Los hombres se encontraban en un recinto de gruesas paredes dentro de
palacio nacional.
--Es lo que los británicos llaman shrapnel, señor presidente –explico Ángeles
que sabía bien que Madero había estudiado en Inglaterra y hablaba perfecto inglés--. La granada estalla en el aire, antes de tocar
tierra, y explota roseando canicas de plomo a alta velocidad. Sirve para matar gente pero no derrumbara el
edificio de La Ciudadela.
--Entiendo –contesto Madero-- ¿No tiene de otro tipo de granadas, algo
que si derrumbaría La Ciudadela?
--Está en camino, señor presidente –explico Rubio Navarrete--, pero
llegara dentro de dos días.
--Y nosotros no podemos esperar mientras despedazan palacio nacional,
señor presidente. De ahí que mi plan todavía
procede y urge llevarlo a cabo, señor Presidente –dijo Huerta mostrando un mapa
de la ciudad de México--. La artillería distraerá
y causara algunas bajas entre los alzados.
Mientras nosotros avanzaremos en cuatro columnas de infantería y
tomaremos La Ciudadela.
--¿Qué indican los reconocimientos, mi general? –pregunto Ángeles--. ¿Hasta dónde han extendido sus líneas? ¿Dónde están sus ametralladoras?

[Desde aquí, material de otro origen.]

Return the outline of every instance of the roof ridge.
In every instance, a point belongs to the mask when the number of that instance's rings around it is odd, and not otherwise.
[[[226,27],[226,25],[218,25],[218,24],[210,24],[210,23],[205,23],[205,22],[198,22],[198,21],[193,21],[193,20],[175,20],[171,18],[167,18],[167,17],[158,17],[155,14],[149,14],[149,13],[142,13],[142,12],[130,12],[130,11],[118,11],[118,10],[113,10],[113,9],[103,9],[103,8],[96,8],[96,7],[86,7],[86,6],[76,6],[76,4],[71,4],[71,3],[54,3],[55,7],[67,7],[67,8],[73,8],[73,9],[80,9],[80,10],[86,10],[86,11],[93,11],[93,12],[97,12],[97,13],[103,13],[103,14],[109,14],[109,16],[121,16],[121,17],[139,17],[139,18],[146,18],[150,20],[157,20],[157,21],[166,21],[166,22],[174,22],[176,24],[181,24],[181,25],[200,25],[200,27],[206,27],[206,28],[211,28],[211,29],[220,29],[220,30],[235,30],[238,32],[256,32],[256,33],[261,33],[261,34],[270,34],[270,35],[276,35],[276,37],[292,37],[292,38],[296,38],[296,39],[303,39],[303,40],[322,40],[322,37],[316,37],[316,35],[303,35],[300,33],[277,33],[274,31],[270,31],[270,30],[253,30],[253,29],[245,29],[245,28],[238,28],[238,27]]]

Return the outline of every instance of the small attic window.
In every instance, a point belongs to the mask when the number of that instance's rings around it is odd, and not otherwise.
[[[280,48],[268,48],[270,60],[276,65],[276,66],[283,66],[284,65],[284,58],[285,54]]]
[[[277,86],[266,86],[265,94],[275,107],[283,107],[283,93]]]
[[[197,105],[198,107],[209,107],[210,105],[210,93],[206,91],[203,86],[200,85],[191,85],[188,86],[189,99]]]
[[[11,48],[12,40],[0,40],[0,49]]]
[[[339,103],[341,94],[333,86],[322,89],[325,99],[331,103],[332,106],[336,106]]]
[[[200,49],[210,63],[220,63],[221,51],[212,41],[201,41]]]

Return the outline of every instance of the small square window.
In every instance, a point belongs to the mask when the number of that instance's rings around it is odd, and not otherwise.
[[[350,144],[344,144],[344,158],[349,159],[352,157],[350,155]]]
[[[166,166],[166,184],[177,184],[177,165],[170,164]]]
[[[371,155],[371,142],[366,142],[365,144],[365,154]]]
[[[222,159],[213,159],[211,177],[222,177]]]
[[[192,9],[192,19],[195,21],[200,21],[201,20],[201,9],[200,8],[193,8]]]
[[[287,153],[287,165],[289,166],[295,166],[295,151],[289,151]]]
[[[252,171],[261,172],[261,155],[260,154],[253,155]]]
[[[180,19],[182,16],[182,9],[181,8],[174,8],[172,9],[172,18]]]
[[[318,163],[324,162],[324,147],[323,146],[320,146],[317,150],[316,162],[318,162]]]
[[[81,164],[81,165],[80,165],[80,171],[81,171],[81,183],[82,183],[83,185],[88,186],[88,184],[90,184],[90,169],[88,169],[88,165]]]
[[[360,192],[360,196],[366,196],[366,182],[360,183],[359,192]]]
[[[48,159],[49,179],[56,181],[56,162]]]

--Ya se viriguara cuando entre la infantería –contesto Huerta con voz
estropajosa--. Concrétese a bombardear
La Ciudadela, general Ángeles.
Huerta sudaba a rayos. Era evidente
que necesitaba un trago pero no iba a ser tan bruto de ponerse a tomar ahí mismo,
sobretodo enfrente del chaparrito de la piochita.
--Con todo respeto, ofrezco asignar una batería de montaña para apoyar
el avance de la infantería –se atrevió a sugerir Rubio Navarrete.
--¡Ya tienen sus órdenes, con una chingada! –rugió Huerta y luego, dándose
cuenta que Madero todavía seguía ahí se disculpó--. Perdone usted mis palabras, señor presidente,
son cosas del oficio, usted sabe.
--¿Todo está bajo control, mi general? –pregunto Madero.
--Sí, señor presidente –dijo Huerta mansitamente--. El general Ángeles y el coronel Rubio
Navarrete se encargaran de que La Ciudadela este bajo el fuego constante de
nuestra artillería. Eso será el mejor
apoyo que le puede dar a nuestra infantería.
¿No es así general?
--Se obedecerán sus órdenes, señor general Huerta –contesto Ángeles lacónicamente.